The inexorable rise of the CDO & digital non-executive director
The Game’s Afoot!
Oscar Wilde once said, “It is a very sad thing that nowadays there is so little useless information.” He was, of course, speaking with his usual irony, but in this data-rich age his words have never rung truer.
Every contact your company makes with the consumer, even on the most minuscule level, leaves a trace that has data potential as long as you have someone in your C-Suite who has the vision and the expertise to do something about it. This is the new breed of CDO – Chief Digital Officer – whose value and importance to the success of a company are only now being seriously assessed.
Recently McDonalds, the world’s leading food service retailer, created the new post of Chief Digital Officer by appointing former senior-level manager [Amazon and Kindle] Atif Rafiq to spearhead the charge deep into the digital territory of e-commerce. IT Research and Advisory Company Gartners have reported that by 2015 25% of companies will have embraced the new digital reality by welcoming onto the board a CDO.

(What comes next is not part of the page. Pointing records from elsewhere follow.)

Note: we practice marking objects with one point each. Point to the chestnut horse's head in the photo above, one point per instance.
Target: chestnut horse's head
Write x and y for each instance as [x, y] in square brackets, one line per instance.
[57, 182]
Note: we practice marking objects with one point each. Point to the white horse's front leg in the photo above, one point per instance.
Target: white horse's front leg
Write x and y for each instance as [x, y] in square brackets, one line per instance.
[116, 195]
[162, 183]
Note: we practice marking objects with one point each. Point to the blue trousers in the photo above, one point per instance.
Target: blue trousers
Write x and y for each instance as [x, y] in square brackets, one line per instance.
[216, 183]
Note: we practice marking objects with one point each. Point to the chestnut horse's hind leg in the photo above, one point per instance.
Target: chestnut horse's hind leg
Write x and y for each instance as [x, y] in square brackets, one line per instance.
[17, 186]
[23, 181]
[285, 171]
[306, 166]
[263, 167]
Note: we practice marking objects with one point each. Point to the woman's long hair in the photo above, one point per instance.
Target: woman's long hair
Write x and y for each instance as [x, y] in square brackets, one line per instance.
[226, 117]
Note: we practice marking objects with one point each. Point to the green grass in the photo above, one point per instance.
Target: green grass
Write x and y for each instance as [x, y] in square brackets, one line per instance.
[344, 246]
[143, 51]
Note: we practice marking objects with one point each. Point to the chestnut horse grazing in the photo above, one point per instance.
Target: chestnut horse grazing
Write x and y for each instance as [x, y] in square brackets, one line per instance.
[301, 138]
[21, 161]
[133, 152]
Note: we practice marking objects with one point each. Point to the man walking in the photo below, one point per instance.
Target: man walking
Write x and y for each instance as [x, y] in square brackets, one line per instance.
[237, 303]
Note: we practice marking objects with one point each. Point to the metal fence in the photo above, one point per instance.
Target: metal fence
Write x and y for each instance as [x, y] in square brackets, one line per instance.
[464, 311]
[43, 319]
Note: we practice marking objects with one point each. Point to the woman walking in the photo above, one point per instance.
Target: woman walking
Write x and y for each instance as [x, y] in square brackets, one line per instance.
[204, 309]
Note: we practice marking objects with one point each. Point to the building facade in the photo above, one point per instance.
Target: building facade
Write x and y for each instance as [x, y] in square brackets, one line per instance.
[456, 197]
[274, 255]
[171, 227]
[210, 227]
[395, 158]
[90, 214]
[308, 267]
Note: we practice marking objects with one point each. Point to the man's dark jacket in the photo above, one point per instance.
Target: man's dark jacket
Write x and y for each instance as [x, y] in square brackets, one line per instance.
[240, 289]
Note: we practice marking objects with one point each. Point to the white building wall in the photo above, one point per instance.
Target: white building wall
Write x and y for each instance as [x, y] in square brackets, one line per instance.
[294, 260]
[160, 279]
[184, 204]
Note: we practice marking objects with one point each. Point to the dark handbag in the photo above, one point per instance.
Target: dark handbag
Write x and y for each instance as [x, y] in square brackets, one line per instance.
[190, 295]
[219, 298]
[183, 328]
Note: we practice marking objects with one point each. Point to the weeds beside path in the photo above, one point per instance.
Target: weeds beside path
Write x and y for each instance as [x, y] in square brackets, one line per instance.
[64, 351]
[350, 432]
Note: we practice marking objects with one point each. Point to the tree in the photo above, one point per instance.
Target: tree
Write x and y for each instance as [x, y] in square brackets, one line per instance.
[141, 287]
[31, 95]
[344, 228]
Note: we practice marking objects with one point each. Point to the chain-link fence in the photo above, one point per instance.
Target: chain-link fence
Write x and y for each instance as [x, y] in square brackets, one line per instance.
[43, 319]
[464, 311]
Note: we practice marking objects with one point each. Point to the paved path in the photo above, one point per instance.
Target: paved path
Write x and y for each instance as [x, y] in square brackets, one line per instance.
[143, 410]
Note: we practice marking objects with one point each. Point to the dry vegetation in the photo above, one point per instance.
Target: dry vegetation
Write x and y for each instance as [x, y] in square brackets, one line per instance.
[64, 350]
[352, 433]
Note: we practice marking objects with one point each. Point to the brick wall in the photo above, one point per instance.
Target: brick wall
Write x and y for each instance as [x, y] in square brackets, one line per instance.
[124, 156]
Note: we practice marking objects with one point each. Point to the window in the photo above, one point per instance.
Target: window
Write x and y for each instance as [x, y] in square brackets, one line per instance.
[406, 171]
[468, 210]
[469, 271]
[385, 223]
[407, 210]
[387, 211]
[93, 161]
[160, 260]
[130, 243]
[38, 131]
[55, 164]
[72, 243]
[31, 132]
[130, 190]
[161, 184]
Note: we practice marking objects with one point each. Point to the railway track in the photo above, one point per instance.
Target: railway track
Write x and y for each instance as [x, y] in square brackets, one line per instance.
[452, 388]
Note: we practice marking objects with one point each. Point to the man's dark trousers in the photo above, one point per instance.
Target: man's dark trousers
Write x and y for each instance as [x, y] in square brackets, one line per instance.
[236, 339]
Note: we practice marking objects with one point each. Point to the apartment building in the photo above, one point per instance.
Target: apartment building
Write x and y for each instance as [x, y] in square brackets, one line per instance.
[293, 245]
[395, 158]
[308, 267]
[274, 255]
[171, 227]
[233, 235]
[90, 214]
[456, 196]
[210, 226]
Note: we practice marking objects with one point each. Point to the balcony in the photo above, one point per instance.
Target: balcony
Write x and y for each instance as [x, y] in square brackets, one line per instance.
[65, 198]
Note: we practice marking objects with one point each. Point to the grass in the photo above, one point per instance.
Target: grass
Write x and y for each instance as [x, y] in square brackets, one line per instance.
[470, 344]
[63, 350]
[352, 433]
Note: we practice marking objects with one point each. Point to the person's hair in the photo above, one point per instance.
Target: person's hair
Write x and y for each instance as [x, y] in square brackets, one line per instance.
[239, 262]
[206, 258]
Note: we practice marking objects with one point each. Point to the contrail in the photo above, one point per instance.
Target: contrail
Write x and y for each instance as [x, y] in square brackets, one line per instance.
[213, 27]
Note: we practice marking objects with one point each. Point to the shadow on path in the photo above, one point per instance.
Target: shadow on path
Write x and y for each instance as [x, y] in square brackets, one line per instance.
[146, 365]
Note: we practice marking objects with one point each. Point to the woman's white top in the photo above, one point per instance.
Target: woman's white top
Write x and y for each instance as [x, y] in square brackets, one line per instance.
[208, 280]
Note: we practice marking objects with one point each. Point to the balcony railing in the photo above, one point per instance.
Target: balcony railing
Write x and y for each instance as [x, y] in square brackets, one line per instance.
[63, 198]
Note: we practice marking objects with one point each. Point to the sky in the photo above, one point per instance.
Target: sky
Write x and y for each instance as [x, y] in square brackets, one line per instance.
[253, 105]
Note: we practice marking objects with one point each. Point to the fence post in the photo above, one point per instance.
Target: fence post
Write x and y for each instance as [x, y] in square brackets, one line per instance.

But what is it exactly that a CDO will bring to the company table, other than a wealth [or, some would argue, an over-abundance] of data information?
Ask the question another way:
What did Sherlock Holmes bring to the art of detection?
It was simply the uncanny ability not just to see but to observe what was already there, to employ his considerable skills of deductive reasoning alongside his scientific knowledge, to blend all of the evidence together before reaching an inescapable conclusion. In one story, Watson says to him
You have an extraordinary genius for minutiae.
In another, Holmes declares with some impatience:
Data! Data! Data!…I can’t make bricks without clay!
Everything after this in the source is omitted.